Considerando, que en ese sentido, contrario a lo que alega la recurrente, no figura en la sentencia impugnada, ni en los documentos que acompañan su memorial de casación que haya sometido a dicha alzada documentos probatorios sobre el invocado fraude para la obtención del referido contrato;

Considerando, que como corolario a lo anterior, no se comprueba que la corte haya incurrido el vicio de falta de base legal, por haberse comprobado que los elementos de hecho y derecho necesarios para la aplicación de la norma se encuentran presentes en la decisión impugnada; que, en ese sentido, de las consideraciones expuestas anteriormente, se evidencia que la corte no incurrió en la falta de base legal, ni en la desnaturalización que se le imputa; que, por todos los motivos expuestos, procede desestimar el aspecto examinado; Considerando, que en el tercer aspecto de su único medio, la recurrente alega, que la alzada incurrió en omisión de estatuir porque no se refirió a los argumentos referentes a las irregularidades del contrato; empero, se comprueba de la lectura de la sentencia impugnada que este alegato sí fue contestado, al establecer la corte que el contrato de préstamo con garantía hipotecaria suscrito entre las partes era válido y que se comprobó que la suma prestada mediante dicho contrato ingresó al patrimonio de la sociedad recurrente en casación, por lo que procede desestimarlo por improcedente y mal fundado;

Considerando, que procede condenar a la parte recurrente al pago de las costas del proceso, en aplicación del artículo 65 de la Ley de Procedimiento de Casación, No. 3726, en su parte capital, que dispone que “toda parte que sucumba será condenada al pago de las costas”.
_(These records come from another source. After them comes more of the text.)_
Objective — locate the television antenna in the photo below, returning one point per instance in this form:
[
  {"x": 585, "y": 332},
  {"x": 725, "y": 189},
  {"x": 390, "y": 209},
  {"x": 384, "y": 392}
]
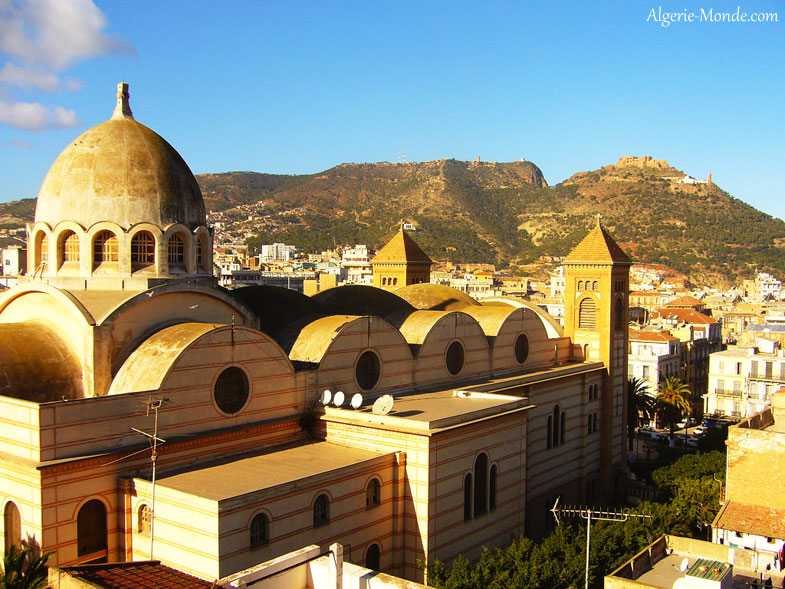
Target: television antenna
[
  {"x": 587, "y": 513},
  {"x": 154, "y": 440}
]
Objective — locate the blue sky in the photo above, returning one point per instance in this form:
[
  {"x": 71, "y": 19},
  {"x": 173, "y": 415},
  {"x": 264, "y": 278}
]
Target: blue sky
[{"x": 298, "y": 87}]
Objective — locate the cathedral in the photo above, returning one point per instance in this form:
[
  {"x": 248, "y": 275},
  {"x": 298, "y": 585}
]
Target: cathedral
[{"x": 148, "y": 414}]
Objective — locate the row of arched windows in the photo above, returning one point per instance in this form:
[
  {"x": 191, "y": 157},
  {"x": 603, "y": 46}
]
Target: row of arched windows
[
  {"x": 588, "y": 285},
  {"x": 105, "y": 249},
  {"x": 556, "y": 429},
  {"x": 479, "y": 489}
]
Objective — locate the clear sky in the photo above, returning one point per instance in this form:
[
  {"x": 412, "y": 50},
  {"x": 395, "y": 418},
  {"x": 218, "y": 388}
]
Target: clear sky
[{"x": 298, "y": 87}]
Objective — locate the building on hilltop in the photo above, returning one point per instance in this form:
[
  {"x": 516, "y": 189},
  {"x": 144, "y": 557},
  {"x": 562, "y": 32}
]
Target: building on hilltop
[{"x": 484, "y": 412}]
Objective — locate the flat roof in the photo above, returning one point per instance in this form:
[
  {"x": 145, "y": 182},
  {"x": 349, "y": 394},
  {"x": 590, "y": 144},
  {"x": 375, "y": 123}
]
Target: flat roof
[
  {"x": 234, "y": 477},
  {"x": 425, "y": 412}
]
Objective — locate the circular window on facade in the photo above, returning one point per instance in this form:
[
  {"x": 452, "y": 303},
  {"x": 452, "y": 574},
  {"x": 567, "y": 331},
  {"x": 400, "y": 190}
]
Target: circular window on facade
[
  {"x": 521, "y": 348},
  {"x": 455, "y": 357},
  {"x": 231, "y": 390},
  {"x": 368, "y": 370}
]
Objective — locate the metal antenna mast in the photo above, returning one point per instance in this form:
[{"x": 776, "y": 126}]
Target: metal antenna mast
[
  {"x": 588, "y": 514},
  {"x": 154, "y": 441}
]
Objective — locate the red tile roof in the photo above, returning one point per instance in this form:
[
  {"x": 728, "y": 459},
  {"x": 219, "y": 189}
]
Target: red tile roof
[
  {"x": 401, "y": 248},
  {"x": 752, "y": 519},
  {"x": 597, "y": 246},
  {"x": 149, "y": 574},
  {"x": 689, "y": 316},
  {"x": 650, "y": 336}
]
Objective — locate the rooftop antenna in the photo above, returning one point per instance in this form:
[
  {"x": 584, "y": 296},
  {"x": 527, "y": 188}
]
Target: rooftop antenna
[
  {"x": 587, "y": 513},
  {"x": 154, "y": 440}
]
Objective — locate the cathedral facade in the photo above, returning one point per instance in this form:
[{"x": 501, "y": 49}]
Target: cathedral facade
[{"x": 146, "y": 414}]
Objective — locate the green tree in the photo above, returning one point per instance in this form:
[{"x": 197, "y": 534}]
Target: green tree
[
  {"x": 672, "y": 401},
  {"x": 24, "y": 568},
  {"x": 639, "y": 404}
]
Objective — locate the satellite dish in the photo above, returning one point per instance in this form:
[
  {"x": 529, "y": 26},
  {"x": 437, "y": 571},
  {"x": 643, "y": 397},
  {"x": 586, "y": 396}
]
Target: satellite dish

Por tales motivos, Primero: Rechaza el recurso de casación interpuesto por Tropics Industrial, S.A., contra la sentencia núm. 505, dictada por la Cámara Civil y Comercial de la Corte de Apelación de Santo Domingo (hoy del Distrito Nacional), el 14 de octubre de 1999, cuyo dispositivo se ha copiado en parte anterior del presente fallo; Segundo: Condena a la parte recurrente al pago de las costas del procedimiento, con distracción de las mismas en provecho de los licenciados D.O.M.H. y R.S.G., quienes afirman haberlas avanzado en su totalidad.

Así ha sido hecho y juzgado por la Sala Civil y Comercial de la Suprema Corte de Justicia, actuando como Corte de Casación, y la sentencia pronunciada por la misma en la ciudad de Santo Domingo de G., en su audiencia pública del 25 de enero de 2017, años 173º de la Independencia y 154º de la Restauración.

(Firmados): F.A.J.M..- Dulce M.R. de G.J.A.C.A.

La presente sentencia ha sido dada, firmada y pronunciada por los señores jueces que figuran al pie, en la audiencia pública del día, mes y año en ella expresados, y fue firmada, leída y publicada por mí, Secretaria General, que certifico.